Pangakent border to Dushanbe - Coal dust & friendly faces

A local bee keeper

The border crossing into Tajikistan near Pangakent is very quiet and easy. The guards couldn’t have been nicer or more welcoming. The road to Pangakent (about 20 kms from the border) is also smooth and flat with hardly any traffic compared with over the border in Uzbekistan.
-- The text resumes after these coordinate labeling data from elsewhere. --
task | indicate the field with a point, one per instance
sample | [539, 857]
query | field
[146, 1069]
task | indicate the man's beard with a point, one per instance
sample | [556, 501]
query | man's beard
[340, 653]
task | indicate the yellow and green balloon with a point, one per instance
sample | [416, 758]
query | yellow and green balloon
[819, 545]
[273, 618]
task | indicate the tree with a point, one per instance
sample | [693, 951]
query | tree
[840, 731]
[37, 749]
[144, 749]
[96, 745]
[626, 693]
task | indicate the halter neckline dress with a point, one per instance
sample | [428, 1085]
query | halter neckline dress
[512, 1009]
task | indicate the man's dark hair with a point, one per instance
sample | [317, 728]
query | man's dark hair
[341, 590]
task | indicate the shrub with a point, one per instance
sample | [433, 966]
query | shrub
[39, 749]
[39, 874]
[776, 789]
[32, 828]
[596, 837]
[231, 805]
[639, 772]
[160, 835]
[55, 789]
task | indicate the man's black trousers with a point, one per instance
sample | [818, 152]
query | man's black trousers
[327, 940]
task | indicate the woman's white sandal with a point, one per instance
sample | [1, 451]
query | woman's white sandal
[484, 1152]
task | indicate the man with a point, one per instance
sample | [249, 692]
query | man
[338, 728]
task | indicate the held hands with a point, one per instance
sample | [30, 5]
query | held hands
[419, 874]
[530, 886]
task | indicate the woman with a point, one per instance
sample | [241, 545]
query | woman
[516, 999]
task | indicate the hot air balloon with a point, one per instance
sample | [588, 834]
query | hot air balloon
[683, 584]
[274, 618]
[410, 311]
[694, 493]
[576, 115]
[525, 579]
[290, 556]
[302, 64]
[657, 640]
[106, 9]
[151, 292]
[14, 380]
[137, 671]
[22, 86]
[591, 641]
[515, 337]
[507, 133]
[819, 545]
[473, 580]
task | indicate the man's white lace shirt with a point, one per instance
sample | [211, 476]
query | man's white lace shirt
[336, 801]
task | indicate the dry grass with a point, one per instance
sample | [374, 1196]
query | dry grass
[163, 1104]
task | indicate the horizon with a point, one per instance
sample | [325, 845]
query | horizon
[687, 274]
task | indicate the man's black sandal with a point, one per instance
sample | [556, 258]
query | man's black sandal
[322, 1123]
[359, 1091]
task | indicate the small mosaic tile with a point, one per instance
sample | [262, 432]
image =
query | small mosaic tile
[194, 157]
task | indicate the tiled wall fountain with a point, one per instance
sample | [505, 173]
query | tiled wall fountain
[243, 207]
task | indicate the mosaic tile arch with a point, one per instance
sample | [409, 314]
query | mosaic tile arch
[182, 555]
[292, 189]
We were greeted every two minutes by kids on the side of the road, ‘Ello!’ ‘What is your name?!’ ‘High-five!!!’

After Pangakent the road starts to undulate and valley landscapes open up either side of you as you pass villages selling apples and grapes, before snaking your way up the river gorge, where settlements are perched high above located by natural springs. After meeting maybe 10 cyclists in the first 5 months of our trip from the UK to Azerbaijan we were now bumping into people daily! It seems like the season is not yet over, with plenty of people still heading to the Pamir which gave us hope that we weren’t the only mad ones trying to cross the Pamir HighHighway in October! It’s hard to believe it’s -10C at night up there when it’s currently a balmy 17 degrees at night here.

TJaWoman A fiendly local who showed us where the village water pipe was

TJaLandscape Climbing past changing rock landscapes

After battling a strong headwind from Ayni, we camped at Takfon below a coal mine before starting the long climb up to the Anzob tunnel, which sits at 2700m above sea level. The road up is good, and probably averages 7% gradient but made infinitely harder by the passing coal trucks spitting out fumes and dropping coal dust all over the road which blows back into your face each time a car passes. After that ordeal there was no way we were going to cycle through the 5km ‘Tunnel of death’ and so hitched a ride through. The tunnel is so named as when it was first completed there were no lights, tarmac or ventilation and the potholed surface used to flood regularly. The tunnel is now lit, but definitely not ventilated, you can see the fumes spewing out either end, and is dangerously narrow with just enough space for two cars to pass. Even with lighting we narrowly avoided colliding with a truck that had broken down in the middle! We were relieved to get to the other end and delighted by the mountain views that opened up in front of us.

TJaTunnelRoad The climb up to the Anzob Tunnel

TJaTunnel Figuring out how to get the bikes in the back in front of the fuming tunnel (left-hand side)

TJaIntunnel Inside the tunnel of death

TJaTunnelTop And breathe! The view on the other side.

Another group of four cyclists appeared just as we were ready to leave, so we whizzed down the hill together and shared lunch - our first and last experience of plov. Plov is the national dish of rice/bulgar or other grain cooked with shaved carrots and usually meat. It’s a seemingly simple dish but ours was doused in so much oil and fat it was barely edible. With cramping stomachs it was a good thing the rest of the afternoon was downhill and we stopped shortly after to camp by the river. With so many farms and families near the road this was our first real ‘wild’ camp in Tajikistan, and it was bliss!

TJaCamp Blissful camp by the river

TJaShortTunnel The descent down through many shorter tunnels is much more fun!

It’s all downhill to Dushanbe from here and the valley landscape is really stunning. Sadly though, it’s mired by the smell of petrol and coal. I’ve never been somewhere so beautiful and yet so polluted at the same time. The pollution gets much worse as you enter the capital city. For a brief respite we cycled through the Botanical Gardens where the largest national flag I have ever seen flies proudly in the middle. We stayed in the infamous Green House Hostel where we met many other cyclists and caught up with a couple we’d seen in Uzbekistan. There’s a great sense of community here and excitement for what lies ahead!